Brunei–Turkey relations are the bilateral relations between Brunei and Turkey. Relations are close because they are both Muslim-majority countries, and are part of the Organisation of Islamic Cooperation. Turkey has an embassy in Bandar Seri Begawan since October 15, 2013. Brunei opened its embassy in Ankara on January 8, 2014.

== Diplomatic relations ==
Turkey's support for Brunei started even before the independence, when it offered help when the Brunei Rebellion broke out on December 8, 1962. The revolt through British support was crushed within a week.

Turkey has also been supportive in Brunei's decision to not enter into Malaysia in 1963 and Turkish diplomats conferred with the six-member Bruneian delegation to Kuala Lumpur.

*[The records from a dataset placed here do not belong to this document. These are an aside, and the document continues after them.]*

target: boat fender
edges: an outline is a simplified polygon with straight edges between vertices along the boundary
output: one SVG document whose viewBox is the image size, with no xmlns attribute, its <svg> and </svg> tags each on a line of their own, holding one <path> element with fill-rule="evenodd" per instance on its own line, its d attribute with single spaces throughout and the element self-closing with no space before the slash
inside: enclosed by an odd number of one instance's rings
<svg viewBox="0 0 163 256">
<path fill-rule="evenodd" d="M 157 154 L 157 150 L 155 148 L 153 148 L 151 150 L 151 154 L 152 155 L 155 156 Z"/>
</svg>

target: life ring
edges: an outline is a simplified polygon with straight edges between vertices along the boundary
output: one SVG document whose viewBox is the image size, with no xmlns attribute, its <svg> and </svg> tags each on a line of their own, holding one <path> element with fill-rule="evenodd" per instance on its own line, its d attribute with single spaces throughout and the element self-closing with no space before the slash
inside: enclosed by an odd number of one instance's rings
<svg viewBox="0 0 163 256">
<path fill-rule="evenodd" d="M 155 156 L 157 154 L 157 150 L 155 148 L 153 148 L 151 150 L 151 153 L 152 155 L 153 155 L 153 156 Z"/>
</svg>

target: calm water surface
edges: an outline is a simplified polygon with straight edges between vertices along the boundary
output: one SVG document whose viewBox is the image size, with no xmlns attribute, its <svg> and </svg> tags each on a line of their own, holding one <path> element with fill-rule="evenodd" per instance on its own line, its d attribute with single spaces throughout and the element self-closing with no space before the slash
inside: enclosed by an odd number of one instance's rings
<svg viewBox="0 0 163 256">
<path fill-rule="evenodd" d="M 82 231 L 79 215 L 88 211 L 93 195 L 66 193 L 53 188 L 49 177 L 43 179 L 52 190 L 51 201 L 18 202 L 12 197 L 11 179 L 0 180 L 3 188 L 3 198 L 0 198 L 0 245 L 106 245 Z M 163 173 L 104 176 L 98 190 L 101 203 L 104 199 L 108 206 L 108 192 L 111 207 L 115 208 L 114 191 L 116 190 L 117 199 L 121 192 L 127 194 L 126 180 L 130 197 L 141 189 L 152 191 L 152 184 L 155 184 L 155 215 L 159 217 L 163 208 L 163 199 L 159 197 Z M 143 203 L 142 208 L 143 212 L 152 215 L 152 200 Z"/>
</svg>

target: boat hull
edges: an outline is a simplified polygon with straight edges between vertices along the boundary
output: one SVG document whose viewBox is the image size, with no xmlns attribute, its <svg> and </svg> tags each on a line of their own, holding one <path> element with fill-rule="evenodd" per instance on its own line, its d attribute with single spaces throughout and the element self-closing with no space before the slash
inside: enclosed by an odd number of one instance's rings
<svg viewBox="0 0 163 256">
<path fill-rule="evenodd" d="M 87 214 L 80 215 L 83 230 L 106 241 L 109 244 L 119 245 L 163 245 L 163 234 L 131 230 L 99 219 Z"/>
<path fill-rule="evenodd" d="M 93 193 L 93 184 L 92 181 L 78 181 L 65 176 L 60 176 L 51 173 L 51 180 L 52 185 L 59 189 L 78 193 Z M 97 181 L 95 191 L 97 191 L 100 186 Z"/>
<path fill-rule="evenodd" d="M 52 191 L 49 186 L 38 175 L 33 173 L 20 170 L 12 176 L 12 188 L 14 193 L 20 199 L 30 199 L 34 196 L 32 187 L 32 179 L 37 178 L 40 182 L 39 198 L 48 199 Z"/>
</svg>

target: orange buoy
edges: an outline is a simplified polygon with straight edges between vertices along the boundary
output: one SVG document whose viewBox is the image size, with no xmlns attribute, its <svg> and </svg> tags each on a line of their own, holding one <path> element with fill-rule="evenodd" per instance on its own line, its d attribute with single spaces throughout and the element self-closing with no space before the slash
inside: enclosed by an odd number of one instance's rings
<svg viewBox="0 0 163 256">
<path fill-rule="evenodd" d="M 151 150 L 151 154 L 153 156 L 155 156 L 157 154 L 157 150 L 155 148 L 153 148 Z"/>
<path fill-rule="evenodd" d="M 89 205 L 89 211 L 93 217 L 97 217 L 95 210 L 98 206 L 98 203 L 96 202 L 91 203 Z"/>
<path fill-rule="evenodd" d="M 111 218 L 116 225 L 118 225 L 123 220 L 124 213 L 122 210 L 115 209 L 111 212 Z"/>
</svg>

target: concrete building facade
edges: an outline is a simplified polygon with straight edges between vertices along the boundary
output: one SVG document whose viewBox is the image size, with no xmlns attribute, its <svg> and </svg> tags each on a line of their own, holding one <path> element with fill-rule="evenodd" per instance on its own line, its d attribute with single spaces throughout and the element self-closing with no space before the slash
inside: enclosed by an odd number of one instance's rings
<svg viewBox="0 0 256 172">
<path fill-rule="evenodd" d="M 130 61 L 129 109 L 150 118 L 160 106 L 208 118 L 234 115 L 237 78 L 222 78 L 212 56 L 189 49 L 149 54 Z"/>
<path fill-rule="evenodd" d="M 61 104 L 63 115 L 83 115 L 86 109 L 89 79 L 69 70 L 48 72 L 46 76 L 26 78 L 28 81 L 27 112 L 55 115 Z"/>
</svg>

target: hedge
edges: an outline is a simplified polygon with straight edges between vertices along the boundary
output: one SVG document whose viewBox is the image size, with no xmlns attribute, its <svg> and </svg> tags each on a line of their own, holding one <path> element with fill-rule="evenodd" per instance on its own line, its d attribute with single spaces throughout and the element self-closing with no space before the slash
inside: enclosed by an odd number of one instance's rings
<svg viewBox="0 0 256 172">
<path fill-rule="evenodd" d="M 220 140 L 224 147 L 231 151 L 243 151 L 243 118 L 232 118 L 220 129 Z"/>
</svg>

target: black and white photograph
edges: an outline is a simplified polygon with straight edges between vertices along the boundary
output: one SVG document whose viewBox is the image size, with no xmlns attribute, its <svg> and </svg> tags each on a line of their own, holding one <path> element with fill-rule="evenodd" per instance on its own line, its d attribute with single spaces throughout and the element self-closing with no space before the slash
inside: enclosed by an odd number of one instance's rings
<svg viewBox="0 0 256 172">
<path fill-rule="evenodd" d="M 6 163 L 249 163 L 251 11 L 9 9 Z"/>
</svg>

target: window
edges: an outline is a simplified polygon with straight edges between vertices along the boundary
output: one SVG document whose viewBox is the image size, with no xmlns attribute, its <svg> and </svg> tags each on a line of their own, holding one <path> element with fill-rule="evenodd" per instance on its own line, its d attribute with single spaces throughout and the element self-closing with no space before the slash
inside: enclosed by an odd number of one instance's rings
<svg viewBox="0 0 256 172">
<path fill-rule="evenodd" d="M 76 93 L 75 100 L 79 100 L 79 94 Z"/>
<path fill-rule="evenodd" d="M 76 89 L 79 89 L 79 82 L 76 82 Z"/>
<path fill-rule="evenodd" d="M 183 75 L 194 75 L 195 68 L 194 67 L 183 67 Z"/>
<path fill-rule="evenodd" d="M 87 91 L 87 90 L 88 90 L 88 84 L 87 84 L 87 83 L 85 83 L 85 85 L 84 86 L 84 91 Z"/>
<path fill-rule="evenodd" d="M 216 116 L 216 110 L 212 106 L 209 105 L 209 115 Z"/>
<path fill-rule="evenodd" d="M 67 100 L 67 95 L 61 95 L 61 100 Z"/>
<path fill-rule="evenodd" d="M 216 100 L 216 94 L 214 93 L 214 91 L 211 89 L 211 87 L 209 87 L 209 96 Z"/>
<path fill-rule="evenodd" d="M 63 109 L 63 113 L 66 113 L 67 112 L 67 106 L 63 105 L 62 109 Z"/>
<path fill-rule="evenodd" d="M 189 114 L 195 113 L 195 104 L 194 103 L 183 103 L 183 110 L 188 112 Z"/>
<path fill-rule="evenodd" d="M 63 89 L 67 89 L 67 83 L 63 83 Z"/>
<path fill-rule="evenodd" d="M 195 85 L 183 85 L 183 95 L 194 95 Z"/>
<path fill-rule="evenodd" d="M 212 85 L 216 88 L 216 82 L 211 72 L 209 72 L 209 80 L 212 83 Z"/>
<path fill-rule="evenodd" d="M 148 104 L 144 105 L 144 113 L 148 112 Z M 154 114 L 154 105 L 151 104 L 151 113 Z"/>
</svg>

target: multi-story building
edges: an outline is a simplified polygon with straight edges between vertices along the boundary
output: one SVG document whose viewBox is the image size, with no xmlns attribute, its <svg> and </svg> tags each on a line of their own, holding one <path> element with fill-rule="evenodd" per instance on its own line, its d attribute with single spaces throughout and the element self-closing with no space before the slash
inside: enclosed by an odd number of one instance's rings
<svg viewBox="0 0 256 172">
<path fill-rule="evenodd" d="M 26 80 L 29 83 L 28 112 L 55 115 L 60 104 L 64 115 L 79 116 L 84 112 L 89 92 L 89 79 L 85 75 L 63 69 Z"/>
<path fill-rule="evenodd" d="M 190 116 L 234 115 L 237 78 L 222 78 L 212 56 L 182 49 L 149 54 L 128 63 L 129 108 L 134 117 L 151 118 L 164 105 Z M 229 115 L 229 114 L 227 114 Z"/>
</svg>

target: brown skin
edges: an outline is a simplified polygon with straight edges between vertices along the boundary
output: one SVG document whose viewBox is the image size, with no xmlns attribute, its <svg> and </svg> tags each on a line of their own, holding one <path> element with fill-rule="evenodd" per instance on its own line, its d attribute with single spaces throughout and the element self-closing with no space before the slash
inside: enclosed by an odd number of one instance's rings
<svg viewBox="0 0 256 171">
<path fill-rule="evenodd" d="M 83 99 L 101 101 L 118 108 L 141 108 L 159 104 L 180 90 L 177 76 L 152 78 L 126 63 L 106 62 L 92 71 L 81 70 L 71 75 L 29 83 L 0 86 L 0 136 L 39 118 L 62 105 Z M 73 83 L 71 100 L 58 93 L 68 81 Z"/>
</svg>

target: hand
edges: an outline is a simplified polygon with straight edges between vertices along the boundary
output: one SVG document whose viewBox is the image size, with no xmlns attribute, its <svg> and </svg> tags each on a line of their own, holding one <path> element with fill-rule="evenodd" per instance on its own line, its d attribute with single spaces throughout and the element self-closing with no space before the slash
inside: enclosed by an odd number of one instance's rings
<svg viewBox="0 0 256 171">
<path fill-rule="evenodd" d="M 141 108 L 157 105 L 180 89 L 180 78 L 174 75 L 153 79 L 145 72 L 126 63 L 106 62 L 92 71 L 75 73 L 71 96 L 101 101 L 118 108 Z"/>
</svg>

Turkey has similarly supported Brunei's introduction of constitutional reforms in 1963, including the restoration of the Legislative Council in the future, with the elections to be held in early 1965. The council was to consist of 21 members, ten of whom would be directly elected. The elections were held in March 1965 with 36 independent candidates running for the ten democratically elected positions.

With the Declaration of Independence in 1984, as a small state, Brunei's main concern became internal and external security. To that end, Turkey leveraged its friendly relations with Malaysia and Indonesia in supporting Brunei's admission into ASEAN as its sixth member in 1984.

Similarly, from 1987 to 1988, Turkish diplomats provided support for Brunei's bilateral relations with Malaysia and Indonesia, her two immediate neighbors, with whom Brunei historically has strained ties. Partly as a result of these efforts, relations with Malaysia and Indonesia improved dramatically, with Malaysian prime ministers Mahathir Mohamad and Yang di-Pertuan Agong making historical official visits to Brunei in 1987.

On 23 May 2024—one year after the brutal 2023 Turkey-Syria earthquake, the Bruneian government donated $500,000 to Turkish Disaster and Emergency Management Authority (AFAD) for post-earthquake recovery in Turkey.

==Diplomatic Visits==

| Guest | Host | Place of visit | Date of visit |
|---|---|---|---|
| Brunei Minister of Foreign Affairs Lim Jock Seng | Turkey Minister of Foreign Affairs Mevlüt Çavuşoğlu | Çankaya Köşkü, Ankara | April 5, 2012 |
| Brunei Sultan Hassanal Bolkiah | Turkey President Abdullah Gül | Çankaya Köşkü, Ankara | April 8–10, 2012 |
| Turkey Prime Minister Recep Tayyip Erdoğan | Brunei Sultan Hassanal Bolkiah | Istana Nurul Iman, Bandar Seri Begawan | November 9–10, 2012 |
| Brunei Sultan Hassanal Bolkiah | Turkey President Recep Tayyip Erdoğan | Islamic Summit Conference, Istanbul | April 14–15, 2016 |
| Turkey Minister of Foreign Affairs Mevlüt Çavuşoğlu | Brunei Sultan Hassanal Bolkiah | Istana Nurul Iman, Bandar Seri Begawan | November 6–7, 2018 |

== Economic relations ==
- Trade volume between the two countries was US$4.9 million in 2018 (Turkish exports/imports: US$4.8/0.1 million).